The team tested EELS using a snowy “robot playground” at a Southern California ski resort, an indoor ice rink, and a sandy field. The testing process is instructive as they have entered new areas of EELS.
“Our concept of robot development is different from traditional spacecraft, with many rapid test and correction cycles,” said JPL principal investigator Hiro Ono. “There are dozens of textbooks on how to design a four-wheeled vehicle, but none on how to design a four-wheeled vehicle.” How to design an autonomous snake robot to boldly go where no robot has gone before. We have to write our own.”
Given the communication lag between Earth and deep space, EELS’ ability to operate autonomously is important. If it encounters a problem, it needs to be able to recover on its own without relying on human assistance.
“Imagine a car driving itself, but there are no stop signs, no traffic lights, not even any roads,” said Rohan Thakker, the project’s autonomous driving lead. “The robot has to figure out what the path is and try to follow it. Then it needs to descend from a height of 100 feet (30 meters) without falling.”
To assist autonomy, EELS uses four pairs of stereo cameras and LiDAR (Light Detection and Ranging) to generate a 3D map of its surroundings. LiDAR determines distance by aiming a laser at a surface or object and measuring the time it takes for the reflected light to return to the receiver.

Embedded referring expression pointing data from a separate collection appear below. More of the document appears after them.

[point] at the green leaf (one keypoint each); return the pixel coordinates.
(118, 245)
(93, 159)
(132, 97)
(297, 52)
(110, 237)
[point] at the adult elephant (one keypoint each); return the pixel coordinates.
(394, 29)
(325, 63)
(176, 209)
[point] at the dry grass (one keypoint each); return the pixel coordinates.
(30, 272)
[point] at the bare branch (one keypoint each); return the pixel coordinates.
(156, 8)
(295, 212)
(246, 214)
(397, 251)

EELS uses this information to create navigation algorithms so that it can more easily traverse challenging spaces.
Last year, to test the mapping capabilities of EELS, the JPL team lowered the robot’s head — the part containing the camera and LiDAR — into a vertical shaft in the Athabasca Glacier in the Canadian Rockies. They will return to the glacier in September with an updated version of EELS to see how it performs.
In its final form, EELS will consist of 48 small electric motors (actuators), allowing greater flexibility. Many have built-in force-torque sensing, which will allow the EELS to “feel” how much pressure it is exerting on the terrain. This will help it navigate uneven surfaces in tight spaces like a rock climber, swinging up or down by pushing against opposing walls.

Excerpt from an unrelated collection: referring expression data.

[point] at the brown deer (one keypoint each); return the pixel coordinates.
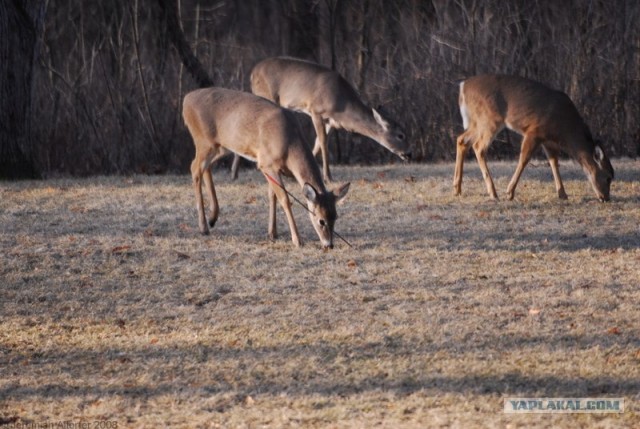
(543, 116)
(330, 101)
(222, 120)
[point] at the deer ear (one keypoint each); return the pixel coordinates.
(384, 124)
(310, 193)
(341, 192)
(598, 155)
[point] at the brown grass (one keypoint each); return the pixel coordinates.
(114, 308)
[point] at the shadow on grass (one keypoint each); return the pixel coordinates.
(325, 378)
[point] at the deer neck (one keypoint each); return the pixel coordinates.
(304, 168)
(359, 119)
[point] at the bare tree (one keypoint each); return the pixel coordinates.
(20, 27)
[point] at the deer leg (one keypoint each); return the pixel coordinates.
(234, 166)
(273, 231)
(462, 147)
(321, 143)
(283, 198)
(197, 168)
(552, 155)
(480, 148)
(211, 190)
(529, 144)
(213, 200)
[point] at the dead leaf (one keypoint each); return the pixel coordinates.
(120, 249)
(182, 255)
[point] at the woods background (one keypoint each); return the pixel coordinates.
(104, 81)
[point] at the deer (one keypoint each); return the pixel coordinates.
(330, 101)
(541, 115)
(221, 121)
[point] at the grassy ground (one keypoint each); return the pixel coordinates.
(113, 309)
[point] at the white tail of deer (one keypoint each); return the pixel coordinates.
(330, 101)
(222, 120)
(543, 116)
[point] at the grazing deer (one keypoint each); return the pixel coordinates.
(330, 101)
(543, 116)
(222, 120)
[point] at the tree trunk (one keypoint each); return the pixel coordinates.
(176, 35)
(20, 27)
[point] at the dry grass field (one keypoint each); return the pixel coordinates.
(114, 309)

The next step is to integrate scientific instruments.
“So far our focus has been on autonomous capabilities and mobility, but ultimately we will look at what science instruments can be integrated with EELS,” said EELS project manager Matthew Robinson. “Scientists tell us where they want to go, what they’re most interested in, and we’ll provide a robot to take them there.”
The adaptability of EELS means that, in addition to Enceladus, the robotic snake could also be used to explore the polar ice caps of Mars, or the deep ice crevasses on our planet.
It will be a while before EELS glides over the terrain of other planets, though. Scientists hope to have the robot ready by next fall, but expect to have to wait 10 years for the spacecraft to glide EELS to Enceladus.
The video below from NASA’s Jet Propulsion Laboratory shows EELS being tested in different environments.